GOLDEN RULE #2 – DON’T BE GOOD AT FILING, GET GOOD AT SEARCHING.
This is probably the reason for writing most of this post and not stopping after the first line, as this is a recent (last month) revelation for me after all these years of thinking that I had it all under control. Moving from my massive list of folders to one “archive” bucket was a nervous time for me but has worked out fine with only positives so far. It makes getting to Inbox Zero faster and easier.
At some point I will do the same for all my file folders with all my documents, as the same logic applies about better searches being available on our desk tops.
But one step at a time !
On a similar subject – here are a few extra Outlook tips to help with productivity and InBox Zero that can help with that context if Outlook is your only weapon, as Outlook allows you to set a few rules:
– Make anything urgent that you are on the TO line of show in red.
Some people still think everything they send is urgent but sometimes it is.
– Make anything just to you alone show in blue. More likely to be relevant if it is just between you and one other person, rather than being a blanket circular with a big distribution.

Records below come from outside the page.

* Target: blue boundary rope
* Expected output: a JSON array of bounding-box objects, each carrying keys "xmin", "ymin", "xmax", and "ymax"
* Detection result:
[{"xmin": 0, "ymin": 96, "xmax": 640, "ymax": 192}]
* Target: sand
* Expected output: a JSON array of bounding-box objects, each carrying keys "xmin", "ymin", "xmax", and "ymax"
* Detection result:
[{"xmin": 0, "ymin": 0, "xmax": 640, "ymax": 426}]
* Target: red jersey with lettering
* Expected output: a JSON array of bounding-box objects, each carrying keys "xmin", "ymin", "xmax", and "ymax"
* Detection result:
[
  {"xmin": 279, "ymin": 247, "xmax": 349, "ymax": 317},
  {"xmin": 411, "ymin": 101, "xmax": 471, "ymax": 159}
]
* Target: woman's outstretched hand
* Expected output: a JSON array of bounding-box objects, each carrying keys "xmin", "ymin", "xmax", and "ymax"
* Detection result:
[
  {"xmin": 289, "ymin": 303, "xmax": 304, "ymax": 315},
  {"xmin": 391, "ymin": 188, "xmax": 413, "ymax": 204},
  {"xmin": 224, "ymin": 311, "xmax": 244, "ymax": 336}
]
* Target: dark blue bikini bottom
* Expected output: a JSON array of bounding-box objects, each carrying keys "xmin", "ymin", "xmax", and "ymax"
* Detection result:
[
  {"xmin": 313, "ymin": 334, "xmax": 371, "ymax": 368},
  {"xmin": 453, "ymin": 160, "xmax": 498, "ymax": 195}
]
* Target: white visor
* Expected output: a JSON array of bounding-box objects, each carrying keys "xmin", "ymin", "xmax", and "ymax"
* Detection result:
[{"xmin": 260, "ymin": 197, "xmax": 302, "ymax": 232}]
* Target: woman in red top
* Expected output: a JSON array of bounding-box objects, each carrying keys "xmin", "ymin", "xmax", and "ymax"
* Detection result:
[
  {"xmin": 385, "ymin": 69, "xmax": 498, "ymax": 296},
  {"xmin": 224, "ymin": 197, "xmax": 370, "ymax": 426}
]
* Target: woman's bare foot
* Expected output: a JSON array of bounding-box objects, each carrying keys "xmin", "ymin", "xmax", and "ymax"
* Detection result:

– Make anything that is a reply to something you originally sent show in purple.
Could be that information you were waiting for or go ahead on an idea that is in your “Waiting For” folder and could legitimately change your focus for the day.
– Some people like putting any e-mail they are cc’ed on into a separate cc inbox (which they often forget or check less frequently) but I find that a risky policy. Too many people still don’t address their e-mails properly and expect an action from someone only on cc.
Inbox Zero was developed by productivity expert Merlin Mann. According to Mann, the zero is not a reference to the number of messages in an inbox; it is “the amount of time an employee’s brain is in his inbox.” Mann’s point is that time and attention are finite and when an inbox is confused with a “to do” list, productivity suffers.